Dalam kajian manajemen sumber daya manusia, keberagaman tersebut dikenal sebagai bentuk human capital heterogeneity, yaitu variasi kualitas dan karakteristik tenaga kerja yang menjadi sumber keunggulan organisasi. Keberagaman ini memungkinkan organisasi publik untuk lebih adaptif dalam menghadapi kompleksitas kebutuhan masyarakat. Pelayanan publik tidak dapat diseragamkan, sehingga membutuhkan kombinasi pengetahuan praktis (tacit knowledge) dan pengetahuan formal (explicit knowledge) yang dimiliki oleh tenaga kerja yang beragam.

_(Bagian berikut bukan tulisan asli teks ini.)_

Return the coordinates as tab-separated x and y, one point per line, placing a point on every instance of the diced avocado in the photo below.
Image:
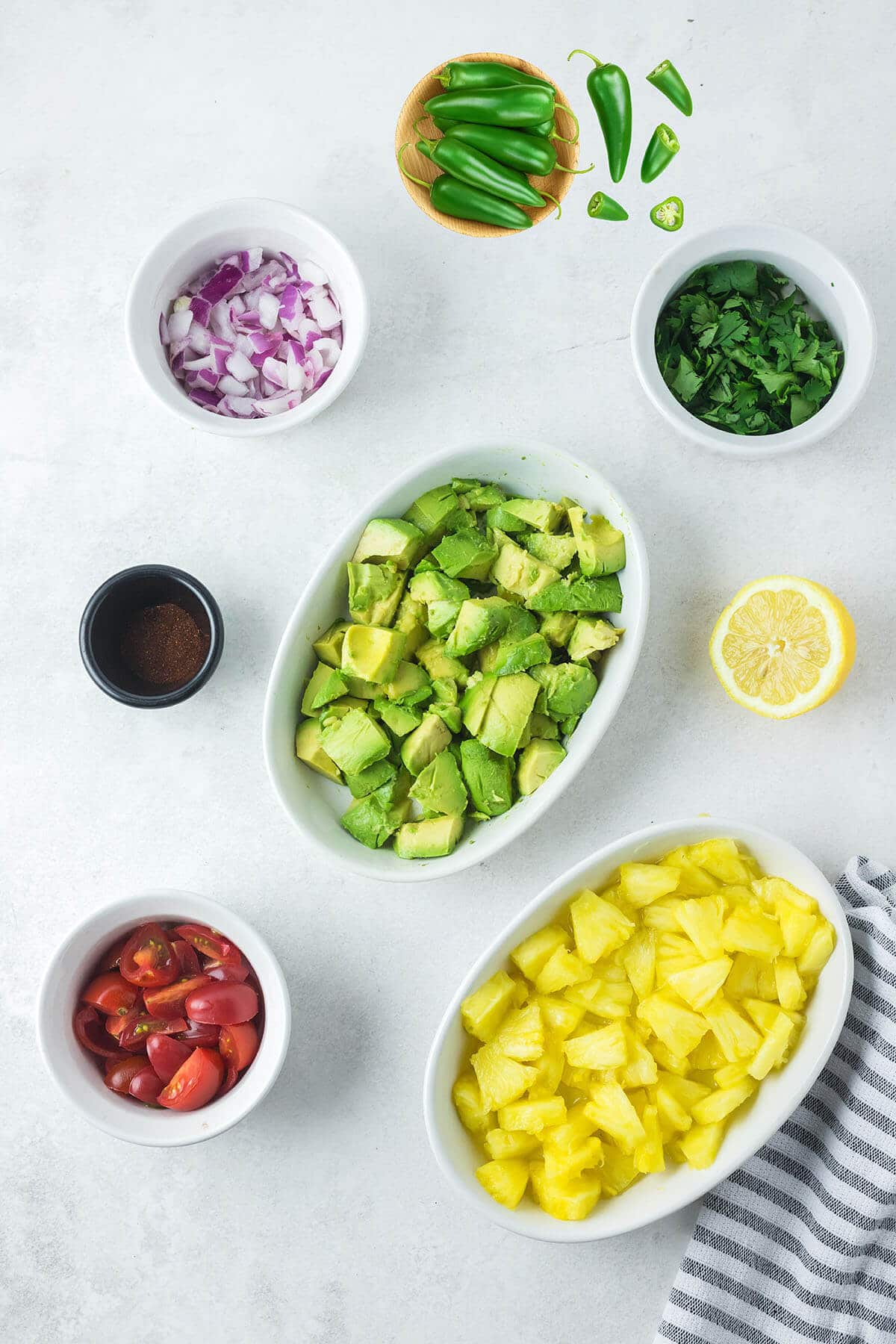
538	761
440	788
435	512
476	702
554	550
479	621
602	547
311	750
467	554
373	653
324	685
508	712
499	517
591	636
440	665
355	741
568	687
374	593
488	779
558	626
579	594
411	621
329	647
399	719
410	685
482	497
541	726
370	821
521	573
450	715
371	779
388	539
519	655
432	839
423	744
539	514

Namun, pendekatan kebijakan yang berorientasi pada efisiensi anggaran cenderung mengabaikan dimensi tersebut. Target penurunan belanja pegawai mendorong penerapan logika cost-reduction, di mana tenaga kerja dipandang sebagai komponen biaya yang harus ditekan. Dalam situasi seperti ini, keberagaman sumber daya manusia berisiko direduksi menjadi angka kuantitatif, tanpa mempertimbangkan nilai strategis yang melekat pada setiap individu pekerja.
Dalam Human Resource Management, Gary Dessler menegaskan bahwa workforce diversity berkontribusi terhadap peningkatan inovasi dan kualitas pengambilan keputusan dalam organisasi. Perspektif ini menunjukkan bahwa keberagaman bukan sekadar atribut tambahan, melainkan bagian integral dari efektivitas organisasi, terutama dalam sektor publik yang menghadapi persoalan sosial yang kompleks dan beragam.

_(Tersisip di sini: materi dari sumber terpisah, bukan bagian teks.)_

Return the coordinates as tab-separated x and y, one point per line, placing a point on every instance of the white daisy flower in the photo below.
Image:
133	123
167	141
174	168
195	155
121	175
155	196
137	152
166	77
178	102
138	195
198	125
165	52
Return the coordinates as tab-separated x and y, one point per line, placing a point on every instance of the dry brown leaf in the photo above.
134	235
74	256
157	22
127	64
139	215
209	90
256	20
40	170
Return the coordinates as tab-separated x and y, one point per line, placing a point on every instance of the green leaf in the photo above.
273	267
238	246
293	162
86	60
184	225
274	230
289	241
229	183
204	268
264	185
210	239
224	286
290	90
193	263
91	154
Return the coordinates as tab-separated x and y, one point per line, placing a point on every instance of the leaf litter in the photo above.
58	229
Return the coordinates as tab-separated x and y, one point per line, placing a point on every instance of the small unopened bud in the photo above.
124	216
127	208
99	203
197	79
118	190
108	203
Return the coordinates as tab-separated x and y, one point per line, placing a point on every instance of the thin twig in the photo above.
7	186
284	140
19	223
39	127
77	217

Di sisi lain, kondisi PPPK juga dapat dianalisis melalui konsep precariat yang diperkenalkan dalam The Precariat oleh Guy Standing. Kelompok ini ditandai oleh employment insecurity atau ketidakpastian kerja yang tinggi, akibat fleksibilitas sistem kerja dan ketergantungan pada kebijakan. PPPK, dalam konteks ini, berada dalam posisi ambigu, yaitu memiliki legitimasi formal, tetapi tetap berada dalam bayang-bayang ketidakpastian.
Kerentanan tersebut tidak hanya berdampak pada individu pekerja, tetapi juga memiliki implikasi struktural. Dalam perspektif ekonomi politik, menurunnya economic security kelas pekerja dapat berpengaruh terhadap daya beli, stabilitas sosial, dan kualitas layanan publik. International Labour Organization (ILO) menekankan pentingnya social protection sebagai instrumen untuk menjaga keseimbangan antara kebijakan ekonomi dan kesejahteraan tenaga kerja.

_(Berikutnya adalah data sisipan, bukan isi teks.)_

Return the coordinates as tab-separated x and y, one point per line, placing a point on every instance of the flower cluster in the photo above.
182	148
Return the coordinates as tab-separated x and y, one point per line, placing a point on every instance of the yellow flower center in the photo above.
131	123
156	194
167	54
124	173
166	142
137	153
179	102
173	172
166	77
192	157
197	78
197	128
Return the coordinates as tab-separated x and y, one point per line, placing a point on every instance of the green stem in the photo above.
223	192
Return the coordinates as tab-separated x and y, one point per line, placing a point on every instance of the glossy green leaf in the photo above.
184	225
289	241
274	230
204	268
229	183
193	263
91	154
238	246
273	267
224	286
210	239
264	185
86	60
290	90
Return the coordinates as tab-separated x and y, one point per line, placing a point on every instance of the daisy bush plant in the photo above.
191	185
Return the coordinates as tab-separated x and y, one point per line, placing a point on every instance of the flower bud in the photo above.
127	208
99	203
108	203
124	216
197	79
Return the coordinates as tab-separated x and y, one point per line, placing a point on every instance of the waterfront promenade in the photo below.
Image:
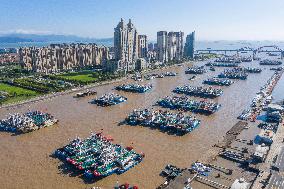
77	117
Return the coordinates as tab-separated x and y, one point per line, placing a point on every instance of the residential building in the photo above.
126	44
142	46
189	45
150	47
162	44
62	57
175	45
170	46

Pernyataan DPRD Bandung Barat yang menegaskan bahwa pemutusan hubungan kerja perlu dihindari menunjukkan adanya kesadaran terhadap risiko tersebut. Namun, tantangan utama terletak pada bagaimana kebijakan tersebut diimplementasikan secara konkret. Pendekatan yang berbasis pada inclusive workforce management menjadi penting, seperti pemetaan kompetensi, redistribusi tenaga kerja, serta penguatan kapasitas SDM tanpa harus mengorbankan keberagaman yang ada.
Isu batas 30 persen ini memperlihatkan bahwa kebijakan fiskal tidak dapat dilepaskan dari dinamika kelas pekerja. Di balik target efisiensi, terdapat struktur tenaga kerja yang beragam dengan fungsi yang saling melengkapi. Pengelolaan keberagaman tersebut menjadi kunci untuk menjaga keseimbangan antara disiplin anggaran dan keberlanjutan layanan publik yang berkualitas.